Photos of Lída Baarová

When going through the State Security investigation file No. V-553 LB, the lyrics from a particular song by Franz Friedrich Grünbaum could come to the researcher’s mind. Grünbaum sang in a Berlin cabaret in the 1920s: Ich hab das Fraul´n Helen´ baden sehn, in English: I saw a young lady in a bath …

The envelope of the aforementioned investigation file that was kept from July 1952 to May 1953 by the Regional Directorate of the State Security in Liberec against the Czech politician JUDr. Jaroslav Kratochvíl, industry and trade minister in 1940–1942, also included pictures of the Czech actress Ludmila Baarová-Babková. Kratochvíl and Baarová were close friends at the time Kratochvíl was a member of the government.
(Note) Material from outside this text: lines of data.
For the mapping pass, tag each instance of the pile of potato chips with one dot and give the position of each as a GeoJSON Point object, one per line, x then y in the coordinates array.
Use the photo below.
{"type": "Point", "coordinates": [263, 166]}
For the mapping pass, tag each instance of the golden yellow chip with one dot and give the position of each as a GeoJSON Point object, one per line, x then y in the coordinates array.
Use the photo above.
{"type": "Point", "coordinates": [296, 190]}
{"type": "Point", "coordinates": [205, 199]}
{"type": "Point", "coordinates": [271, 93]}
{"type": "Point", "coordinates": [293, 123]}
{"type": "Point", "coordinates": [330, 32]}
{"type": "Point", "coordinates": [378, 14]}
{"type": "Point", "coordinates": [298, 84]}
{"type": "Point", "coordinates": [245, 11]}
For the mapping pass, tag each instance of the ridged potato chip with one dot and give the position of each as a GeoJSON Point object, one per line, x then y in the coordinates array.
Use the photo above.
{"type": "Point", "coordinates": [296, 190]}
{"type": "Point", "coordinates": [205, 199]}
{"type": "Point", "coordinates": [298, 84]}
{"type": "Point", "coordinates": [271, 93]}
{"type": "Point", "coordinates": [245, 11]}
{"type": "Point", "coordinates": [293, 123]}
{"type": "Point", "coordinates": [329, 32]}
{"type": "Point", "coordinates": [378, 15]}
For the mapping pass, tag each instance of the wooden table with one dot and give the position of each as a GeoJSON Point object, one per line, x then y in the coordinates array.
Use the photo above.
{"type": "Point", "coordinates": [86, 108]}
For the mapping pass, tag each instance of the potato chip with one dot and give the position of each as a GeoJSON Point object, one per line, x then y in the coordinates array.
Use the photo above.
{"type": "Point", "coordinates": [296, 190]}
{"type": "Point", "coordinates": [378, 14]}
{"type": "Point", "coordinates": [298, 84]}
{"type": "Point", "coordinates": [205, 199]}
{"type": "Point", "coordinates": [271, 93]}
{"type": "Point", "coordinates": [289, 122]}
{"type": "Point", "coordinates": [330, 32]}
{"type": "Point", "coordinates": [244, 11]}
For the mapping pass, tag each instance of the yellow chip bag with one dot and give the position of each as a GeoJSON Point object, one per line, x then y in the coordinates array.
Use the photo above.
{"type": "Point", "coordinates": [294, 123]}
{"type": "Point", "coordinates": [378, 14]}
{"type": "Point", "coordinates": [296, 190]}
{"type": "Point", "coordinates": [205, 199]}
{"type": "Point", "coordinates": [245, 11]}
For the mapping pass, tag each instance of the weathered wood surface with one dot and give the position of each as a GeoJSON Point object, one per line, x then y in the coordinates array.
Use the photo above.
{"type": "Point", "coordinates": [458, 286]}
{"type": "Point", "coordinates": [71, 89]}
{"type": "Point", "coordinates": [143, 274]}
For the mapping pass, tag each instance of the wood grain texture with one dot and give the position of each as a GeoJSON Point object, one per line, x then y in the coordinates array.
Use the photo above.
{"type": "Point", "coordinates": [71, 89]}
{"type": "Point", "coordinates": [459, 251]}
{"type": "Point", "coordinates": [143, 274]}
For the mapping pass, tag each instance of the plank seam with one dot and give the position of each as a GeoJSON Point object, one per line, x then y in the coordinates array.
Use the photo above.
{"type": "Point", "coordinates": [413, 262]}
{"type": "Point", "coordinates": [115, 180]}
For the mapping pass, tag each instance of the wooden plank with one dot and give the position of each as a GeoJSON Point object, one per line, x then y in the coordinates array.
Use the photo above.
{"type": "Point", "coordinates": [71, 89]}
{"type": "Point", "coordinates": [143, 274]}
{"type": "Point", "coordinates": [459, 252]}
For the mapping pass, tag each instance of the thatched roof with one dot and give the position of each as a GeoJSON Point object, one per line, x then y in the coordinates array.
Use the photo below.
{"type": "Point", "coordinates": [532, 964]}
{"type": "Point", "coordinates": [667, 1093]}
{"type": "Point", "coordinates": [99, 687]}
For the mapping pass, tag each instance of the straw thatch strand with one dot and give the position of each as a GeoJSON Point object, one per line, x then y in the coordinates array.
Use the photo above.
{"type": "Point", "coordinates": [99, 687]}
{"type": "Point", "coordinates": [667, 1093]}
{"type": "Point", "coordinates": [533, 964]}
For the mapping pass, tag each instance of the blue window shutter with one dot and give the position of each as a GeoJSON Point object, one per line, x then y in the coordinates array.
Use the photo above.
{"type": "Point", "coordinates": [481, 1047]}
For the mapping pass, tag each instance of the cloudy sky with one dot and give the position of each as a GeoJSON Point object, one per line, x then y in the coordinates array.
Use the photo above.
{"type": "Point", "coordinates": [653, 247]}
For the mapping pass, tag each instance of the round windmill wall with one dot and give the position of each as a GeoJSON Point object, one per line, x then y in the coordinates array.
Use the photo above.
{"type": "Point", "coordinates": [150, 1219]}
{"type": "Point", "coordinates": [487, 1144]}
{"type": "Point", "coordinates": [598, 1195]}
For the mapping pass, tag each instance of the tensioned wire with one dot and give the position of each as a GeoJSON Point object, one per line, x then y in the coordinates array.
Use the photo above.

On the reverse side of the photograph a date “VII. 40” (July 1940) was written. At that time Baarová experienced great success with her role in a movie entitled “Lady in Blue” (January 1940). Later that year, other movies where she played a lead role were introduced: The Masked Lover (October 1940) and Life is Beautiful (December 1940).

Unfortunately it was not possible to find out where the pictures were taken and who were the other two people. The investigation file V-553 LB only contains an accompanying letter that was sent together with the pictures in December 1942 from the State Security Service Headquarters in Prague to the Regional Directorate of the State Security in Liberec, where Kratochvíl was kept in pre-trial custody. According to the document, the picture could have been obtained in connection with the investigation of Ing. Dr. Emílie Laubová-Kinská (No. V-323 MV). It is interesting that there is no other mention of the pictures in the investigation file, either of Emílie Laubová-Kinská or Jaroslav Kratochvíl. It is possible that the interrogators wanted to compromise against Kratochvíl by pointing out the fact that he, as a member of the protectorate government, was in touch with Lída Baarová, an actress who was famous by her relations to important Germans. It is possible that the State Security didn’t use this in the end, because the collaboration with the Nazi regime or German security services was not confirmed in the case of Baarová. Jaroslav Kratochvíl, moreover, took part in the Czech resistance movement during the WWII and was imprisoned.

To make the picture complete, the fact didn’t help Jaroslav Kratochvíl at all. The communist justice conducted one of the subsequent trials against him as a follow-up to the fabricated cases against catholic intellectuals (1952) known as the Green International trial (Agrarian and Christian social party). Kratochvíl was accused because of his connections to the poet Václav Renč and writer Václav Prokůpek of participating in the creation of the Christian-democratic party, which allegedly prepared a state coup. Kratochvíl was found guilty of high treason and sentenced to 7 years in prison in December 1953. He wasn’t released until 1959.